A few days later, after meeting with their recruiter and doing some research, Sarah told me that she was definitely going to Guam, and asked me if I wanted to come along too. Apparently, she had already talked to the recruiter about me, and if I agreed to it, everything was set for both of us to go. She even assured me that one of her ex-military friends/clients had checked the place out ahead of time and verified that it was legitimate. So, without much additional information (or any other appealing options), I said yes to her and packed my bags for a three-month trip to the other side of the world.

istock/PeopleImages

Looking back on this decision now, I realize just how crazy it was. I showed up at the airport that morning with twenty-two dollars in my pocket, and no actual idea of what I was getting myself into. I had just met this girl (whose real name I only later learned was Nicole), and I had absolutely no idea of where Guam even was. All I knew was that some Filipino woman named Josie was supposed to pick us up from the airport when we landed and that we would be dancing at a place called Club Cosmos.

In hindsight, this could have very easily been how I became a victim of human trafficking. According to a report put out by the anti-trafficking organization Polaris, there were over 8,700 cases of human trafficking reported through the National Human Trafficking Hotline and BeFree Textline in the United States during 2017. Of these cases, over seventy-five percent involved sex or sex and labor trafficking (as opposed to labor trafficking), and the overwhelming majority of those folks being trafficked were women (roughly eighty percent). Additionally, the average age of sex trafficking victims at the time their trafficking began was nineteen, which also happened to be the age I was when I first hopped on board that airplane headed to Guam.

Luckily for me, however, a Filipino woman named Josie really did come and pick us up from the airport. After giving us a brief tour of the island she drove us to what was known as "dancer housing", which for Club Cosmos girls was a clean and spacious two-bedroom apartment in Tamuning, with two twin beds in each room. Nicole and I were given the front bedroom, for which we were each charged $25 a week by the club, which covered not only our rental of the room but also the apartment's electricity, cable, and telephone. This small fee came directly out of our sizable weekly salary, which we received in cash at the end of our sixth shift each week on top of our nightly earnings from stage performances, private dances, and drink sales.

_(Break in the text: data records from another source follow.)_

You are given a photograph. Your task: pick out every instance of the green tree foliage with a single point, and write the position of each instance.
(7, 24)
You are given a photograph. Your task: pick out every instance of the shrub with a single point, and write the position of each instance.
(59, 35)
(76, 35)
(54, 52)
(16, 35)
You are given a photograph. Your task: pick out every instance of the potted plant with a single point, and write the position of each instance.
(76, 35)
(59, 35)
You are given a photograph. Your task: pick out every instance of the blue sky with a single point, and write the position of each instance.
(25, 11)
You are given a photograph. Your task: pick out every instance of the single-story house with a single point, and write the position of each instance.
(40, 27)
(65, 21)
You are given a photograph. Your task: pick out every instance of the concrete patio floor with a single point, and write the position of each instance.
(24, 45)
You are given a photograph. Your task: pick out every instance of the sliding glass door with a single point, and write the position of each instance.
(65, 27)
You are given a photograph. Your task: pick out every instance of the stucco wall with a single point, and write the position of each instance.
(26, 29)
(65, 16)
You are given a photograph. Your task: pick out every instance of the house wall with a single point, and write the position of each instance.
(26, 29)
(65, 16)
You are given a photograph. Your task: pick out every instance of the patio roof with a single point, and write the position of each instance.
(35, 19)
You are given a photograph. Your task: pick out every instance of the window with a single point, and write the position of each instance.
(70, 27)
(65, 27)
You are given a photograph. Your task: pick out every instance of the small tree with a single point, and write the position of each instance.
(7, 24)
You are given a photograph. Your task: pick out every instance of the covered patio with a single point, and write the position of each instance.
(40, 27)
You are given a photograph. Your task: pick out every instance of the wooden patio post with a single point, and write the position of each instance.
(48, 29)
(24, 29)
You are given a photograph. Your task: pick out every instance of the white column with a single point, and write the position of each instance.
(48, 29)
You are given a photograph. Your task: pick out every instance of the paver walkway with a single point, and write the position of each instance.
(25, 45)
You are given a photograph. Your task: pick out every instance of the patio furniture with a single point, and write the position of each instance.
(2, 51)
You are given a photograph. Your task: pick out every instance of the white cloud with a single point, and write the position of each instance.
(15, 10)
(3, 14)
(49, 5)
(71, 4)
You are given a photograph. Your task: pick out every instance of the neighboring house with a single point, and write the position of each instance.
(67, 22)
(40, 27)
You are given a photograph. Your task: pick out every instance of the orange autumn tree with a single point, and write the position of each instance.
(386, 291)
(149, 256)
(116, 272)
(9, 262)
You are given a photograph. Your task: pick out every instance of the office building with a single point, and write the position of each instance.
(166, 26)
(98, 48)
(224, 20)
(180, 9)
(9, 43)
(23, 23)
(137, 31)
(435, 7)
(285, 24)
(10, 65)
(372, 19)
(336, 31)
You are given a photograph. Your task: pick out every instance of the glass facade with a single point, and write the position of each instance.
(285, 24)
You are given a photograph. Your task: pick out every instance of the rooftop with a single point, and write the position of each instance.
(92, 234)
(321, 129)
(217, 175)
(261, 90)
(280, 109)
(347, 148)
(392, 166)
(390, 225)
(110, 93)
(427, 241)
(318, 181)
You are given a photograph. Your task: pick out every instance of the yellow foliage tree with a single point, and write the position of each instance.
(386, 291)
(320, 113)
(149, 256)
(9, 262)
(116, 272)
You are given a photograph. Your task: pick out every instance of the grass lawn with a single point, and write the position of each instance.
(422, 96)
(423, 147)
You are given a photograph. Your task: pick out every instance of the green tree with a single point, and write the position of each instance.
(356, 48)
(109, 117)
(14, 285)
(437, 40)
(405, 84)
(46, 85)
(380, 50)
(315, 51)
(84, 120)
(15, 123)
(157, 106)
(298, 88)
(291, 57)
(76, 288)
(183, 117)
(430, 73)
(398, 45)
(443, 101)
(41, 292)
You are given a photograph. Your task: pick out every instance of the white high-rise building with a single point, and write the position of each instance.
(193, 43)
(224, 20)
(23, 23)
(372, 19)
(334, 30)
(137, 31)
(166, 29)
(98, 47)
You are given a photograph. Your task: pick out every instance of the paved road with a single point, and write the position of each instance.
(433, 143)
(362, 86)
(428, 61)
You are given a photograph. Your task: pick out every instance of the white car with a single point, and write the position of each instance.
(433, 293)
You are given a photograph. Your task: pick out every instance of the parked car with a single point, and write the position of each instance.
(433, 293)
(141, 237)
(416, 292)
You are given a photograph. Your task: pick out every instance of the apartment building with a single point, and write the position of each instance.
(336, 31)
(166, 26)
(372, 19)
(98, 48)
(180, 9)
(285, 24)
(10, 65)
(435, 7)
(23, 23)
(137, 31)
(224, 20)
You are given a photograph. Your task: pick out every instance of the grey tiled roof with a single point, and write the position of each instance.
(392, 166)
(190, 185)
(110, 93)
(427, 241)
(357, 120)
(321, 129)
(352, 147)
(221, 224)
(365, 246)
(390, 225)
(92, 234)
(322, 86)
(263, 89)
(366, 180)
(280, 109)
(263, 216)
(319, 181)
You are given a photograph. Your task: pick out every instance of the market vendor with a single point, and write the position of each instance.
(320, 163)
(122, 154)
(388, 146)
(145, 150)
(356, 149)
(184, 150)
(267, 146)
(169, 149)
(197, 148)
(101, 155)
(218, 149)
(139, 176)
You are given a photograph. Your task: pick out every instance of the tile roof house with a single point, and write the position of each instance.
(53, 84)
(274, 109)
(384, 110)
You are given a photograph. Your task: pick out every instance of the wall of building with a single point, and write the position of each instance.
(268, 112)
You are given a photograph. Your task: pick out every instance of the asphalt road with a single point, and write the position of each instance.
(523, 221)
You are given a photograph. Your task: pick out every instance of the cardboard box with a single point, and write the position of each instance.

Over the next three months, I worked that pole at Club Cosmos six nights a week, making well over the amount promised in the advertisement that had originally sparked my journey there. I made fast friends with practically all of the girls working at the club, and was also popular with the clientele made up of locals, cute military men, and Japanese tourists. 

Pexels/Martin Lopez

The tourists, in particular, were a happy coincidence for me, as I spoke Japanese somewhat fluently at the time, and had also recently bleached my hair platinum blonde, which, as it turned out, was seen as a particularly attractive hair color in Japanese culture.

As a result of these trends, I managed to save up a nice little chunk of change during this three-month period, all while enjoying and learning about myself on this little tropical island paradise. In fact, I enjoyed my time there so much that two weeks after my contract expired with Club Cosmos, I was already back in Guam again, this time as a dancer at the most popular club on the island called Club G-Spot. 

There, I became one of the premier girls on the island, and for the next seven months had the time of my life, flirting with hot men and women, making stupid money, and building relationships with my first ever set of real girlfriends. It was also there that I finally began to feel free and whole for the first time in my life, and why I now often get nostalgic when I think or talk or write about it.

However, the fact that this story turned out to have a happy ending for me does not negate the reality that for many other women and girls it does not. A few weeks after my first article came out on Bi.org, my mother and I got into a conversation about my time as a stripper in Guam. She said that when she found out I had taken off to Guam with some random girl she (appropriately) freaked out and started calling around to various investigators and law enforcement folks.

Surprisingly, she had a very difficult time getting anyone she talked to, to care. Initially, she struggled to get ahold of anyone at all. Then, the first person she spoke with basically told her that I had probably already been sold into sexual slavery and that all she could do now was to wait until I got used up/worn out and was sent home. Ignoring the advice to give up, she finally got ahold of a retired police officer, who advised her to call the police in Guam and have them bring me in, which she did. In addition to seriously pissing me off (our relationship was not so great back then), she was told to do this so that if anyone at the club I was working at had been thinking of trafficking me, they would now suspect that I might be in contact with the police and leave me alone.

To be honest, I have no idea if this tactic worked, or if I was actually in any real danger in the first place. I do know that having two police officers show up at my door certainly did scare the crap out of me, and also that as a result of their visit I ended up doing a bachelor party for one of the officers a week or so later. When I tell the story of my time in Guam to friends this bit always gets a good laugh, and I myself often look back on this experience with the officers and chuckle. However, I also realize that my story could have very easily not ended up the way it did, and for many other, less fortunate women and girls, it doesn't.

So, the question remains: how should I present my experiences as a stripper and my journey to and from Guam? How do I maintain the notion that there is nothing inherently wrong with being a sex worker, without at the same time also ignoring the dangers that often are associated with it? How can I frame my time stripping as the positive and rewarding experience that it was while still acknowledging the fact that for many, sex work is not a choice?

The answer, I believe, is by once again choosing to settle in this middle space, where I can maintain a clear view of all sides. My job, as I see it, is to point out that one's story as a sex worker doesn't always have to be tragic, but that it sometimes also is. This, I believe, is the true power of the in-between, to always be able to not only recognize but also to understand the nuances and complexities of all sides, and to ultimately be okay with a reality that is not entirely black or white, but falls somewhere in the middle.